África e Brasil. História e Cultura | Eduardo D’Amorim

Passados quinze anos da lei nº 10.639/2003, que tornou obrigatório o ensino sobre a história e a cultura afrobrasileira, a questão ainda é tida como desafiadora por muitos professores e gestores escolares. Um dos principais motivos relatados pelos profissionais das áreas de educação é a ausência de materiais que abordem a temática com a qualidade esperada, e que privilegiem com correção as múltiplas dimensões socioculturais africanas, assim como as conexões entre esse continente e o Brasil.

O livro África e Brasil. História e Cultura, de Eduardo D’Amorim, está comprometido em suprir uma importante carência do mercado editorial brasileiro. A publicação, que recebeu a primeira colocação na 59º edição do Prêmio Jabuti, categoria Didático e Paradidático (2017), tem escrita clara, apurada organização dos capítulos e trabalho gráfico e editorial de altíssima qualidade. Tais elementos contribuem para uma leitura prazerosa e muito esclarecedora sobre a temática. Sendo útil para aos mais variados tipos de leitores que desejem debruçar-se sobre o assunto, e que tenha interesse em conhecer mais sobre a importância da história da África e da contribuição dos africanos na formação da cultura e da sociedade brasileira.

Eduardo Orlando de Aguiar D’Amorim é filósofo e atua na rede de escolas Maristas há mais de três décadas. Como ex-aluno na educação básica de Colégios Maristas, D’Amorim entende – em sua própria vivência – que o lúdico e uma formação integral possibilitam aos estudantes uma educação humanizada e multifacetada, em que inúmeras potencialidades podem ser plenamente desenvolvidas. A experiência formativa do autor indica tal preocupação, por meio de uma trajetória acadêmica rica e plural no campo das humanidades. Titulando-se mestre em sociologia da educação pela Universidade de Louvain (Bélgica), D’Amorim especializou-se em arte e psicologia social, também em instituições internacionais. Tomando especificamente sua relação com as temáticas culturais africanas, o autor realizou ampla pesquisa em psicologia social, junto a uma comunidade seminômade Kountas, no deserto do Saara, na Mauritânia. Na ocasião, aprofundou aspectos antropológicos e psíquicossociais daqueles sujeitos, especialmente pesquisando a riqueza cultural e as possíveis conexões com traços da cultura brasileira.

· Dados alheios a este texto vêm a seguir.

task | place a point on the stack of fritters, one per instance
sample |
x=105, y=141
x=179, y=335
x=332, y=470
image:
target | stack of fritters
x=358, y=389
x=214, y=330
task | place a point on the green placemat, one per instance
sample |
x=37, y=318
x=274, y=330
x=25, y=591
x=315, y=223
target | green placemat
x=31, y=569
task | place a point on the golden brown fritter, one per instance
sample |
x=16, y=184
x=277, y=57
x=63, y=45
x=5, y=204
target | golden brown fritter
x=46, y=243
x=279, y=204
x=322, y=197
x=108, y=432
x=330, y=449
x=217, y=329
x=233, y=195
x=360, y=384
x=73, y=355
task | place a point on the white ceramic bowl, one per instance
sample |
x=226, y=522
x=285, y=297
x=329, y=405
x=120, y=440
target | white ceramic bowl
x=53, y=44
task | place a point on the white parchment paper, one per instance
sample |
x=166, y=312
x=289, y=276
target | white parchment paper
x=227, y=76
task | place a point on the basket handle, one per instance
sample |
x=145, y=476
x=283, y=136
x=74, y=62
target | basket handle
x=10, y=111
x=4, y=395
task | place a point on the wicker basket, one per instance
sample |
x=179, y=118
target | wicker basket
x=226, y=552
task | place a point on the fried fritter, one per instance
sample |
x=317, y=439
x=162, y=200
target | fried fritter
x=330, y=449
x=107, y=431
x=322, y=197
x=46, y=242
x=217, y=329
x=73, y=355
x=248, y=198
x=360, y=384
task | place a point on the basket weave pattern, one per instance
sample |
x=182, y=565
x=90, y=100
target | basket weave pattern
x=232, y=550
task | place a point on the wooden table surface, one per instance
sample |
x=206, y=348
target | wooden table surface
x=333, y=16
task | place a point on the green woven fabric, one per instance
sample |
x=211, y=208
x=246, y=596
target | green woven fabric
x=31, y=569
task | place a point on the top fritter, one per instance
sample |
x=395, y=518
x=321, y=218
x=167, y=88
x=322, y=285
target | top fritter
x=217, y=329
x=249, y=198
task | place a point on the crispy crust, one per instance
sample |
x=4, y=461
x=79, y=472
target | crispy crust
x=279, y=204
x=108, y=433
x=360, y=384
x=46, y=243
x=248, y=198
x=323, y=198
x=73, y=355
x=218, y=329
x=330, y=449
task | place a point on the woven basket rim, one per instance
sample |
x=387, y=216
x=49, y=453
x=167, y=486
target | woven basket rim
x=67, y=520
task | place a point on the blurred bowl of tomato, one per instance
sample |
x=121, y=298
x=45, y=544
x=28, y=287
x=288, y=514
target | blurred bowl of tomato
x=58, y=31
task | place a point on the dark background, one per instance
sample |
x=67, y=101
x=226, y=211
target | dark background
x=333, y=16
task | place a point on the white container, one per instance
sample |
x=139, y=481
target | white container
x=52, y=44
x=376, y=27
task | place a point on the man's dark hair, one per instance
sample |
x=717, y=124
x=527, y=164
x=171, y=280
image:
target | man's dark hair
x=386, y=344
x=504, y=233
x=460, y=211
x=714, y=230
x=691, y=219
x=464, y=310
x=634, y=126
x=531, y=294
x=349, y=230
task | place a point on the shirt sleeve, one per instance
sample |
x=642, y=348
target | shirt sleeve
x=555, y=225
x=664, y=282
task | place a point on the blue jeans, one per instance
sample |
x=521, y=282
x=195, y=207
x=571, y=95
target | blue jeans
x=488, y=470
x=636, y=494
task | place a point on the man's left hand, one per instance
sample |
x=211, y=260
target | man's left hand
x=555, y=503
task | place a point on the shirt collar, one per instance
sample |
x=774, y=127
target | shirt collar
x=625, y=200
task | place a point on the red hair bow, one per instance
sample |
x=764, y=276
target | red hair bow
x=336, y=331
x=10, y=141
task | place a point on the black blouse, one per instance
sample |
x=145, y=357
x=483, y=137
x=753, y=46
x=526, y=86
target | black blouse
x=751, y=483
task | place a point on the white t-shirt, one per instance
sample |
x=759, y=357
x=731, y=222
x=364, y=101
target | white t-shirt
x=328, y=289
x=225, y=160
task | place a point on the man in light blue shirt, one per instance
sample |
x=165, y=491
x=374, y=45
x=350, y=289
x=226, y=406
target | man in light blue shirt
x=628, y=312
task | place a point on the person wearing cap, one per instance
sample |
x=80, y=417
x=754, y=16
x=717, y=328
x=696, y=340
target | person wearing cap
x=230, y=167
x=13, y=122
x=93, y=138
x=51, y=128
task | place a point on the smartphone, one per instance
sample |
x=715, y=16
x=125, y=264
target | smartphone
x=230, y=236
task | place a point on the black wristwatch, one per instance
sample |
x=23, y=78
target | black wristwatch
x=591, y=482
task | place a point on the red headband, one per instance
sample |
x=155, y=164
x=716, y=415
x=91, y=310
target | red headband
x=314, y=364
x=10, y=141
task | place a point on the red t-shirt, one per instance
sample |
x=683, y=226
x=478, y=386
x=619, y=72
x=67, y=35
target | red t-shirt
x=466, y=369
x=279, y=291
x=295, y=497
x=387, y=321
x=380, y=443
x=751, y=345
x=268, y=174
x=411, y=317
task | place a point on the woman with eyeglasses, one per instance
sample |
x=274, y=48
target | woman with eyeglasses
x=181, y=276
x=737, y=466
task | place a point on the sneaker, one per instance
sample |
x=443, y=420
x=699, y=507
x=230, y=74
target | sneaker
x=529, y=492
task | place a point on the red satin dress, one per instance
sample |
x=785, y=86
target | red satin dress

A produção bibliográfica sobre a temática do ensino da cultura africana é relativamente recente, especialmente as publicações voltadas para a prática docente, que têm sido uma novidade no campo. Em A África na sala de aula, 1 Leila Leite Hernandez nos apresenta relatos de suas experiências ministrando aulas que tinham como temática a história da África. No cerne da sua reflexão está o processo histórico em que o continente africano está inserido e como os acontecimentos que envolveram os territórios da África tiveram amplo impacto global, especialmente entre os séculos XIX e XX. Para tal, a autora realiza vasta pesquisa textual e ricamente ilustrada, tomando a complexa diversidade de culturas da África como fio norteador. Todavia, o estudo de Hernandez não se propõe a tocar diretamente nos pontos de interseção entre a África e o Brasil. A preocupação com a dimensão relacional África-Brasil se faz presente em História da África e do Brasil Afrodescendente, de Ynaê Lopes dos Santos.2 Obra recém-publicada, traz a dimensão africana da Antiguidade até os dias atuais. Servindo de subsídio para professores e estudiosos, especialmente por ampliar possibilidades de aprofundamento da temática. O grande diferencial da abordagem dos temas na obra de D’Amorim em relação aos trabalhos de Hernandez e Santos está na linguagem e no tratamento dos temas sem os rigores exigidos pelo leitor especializado, porém sem perder de vista a complexidade da temática, ou mesmo empobrecer as análises apresentadas.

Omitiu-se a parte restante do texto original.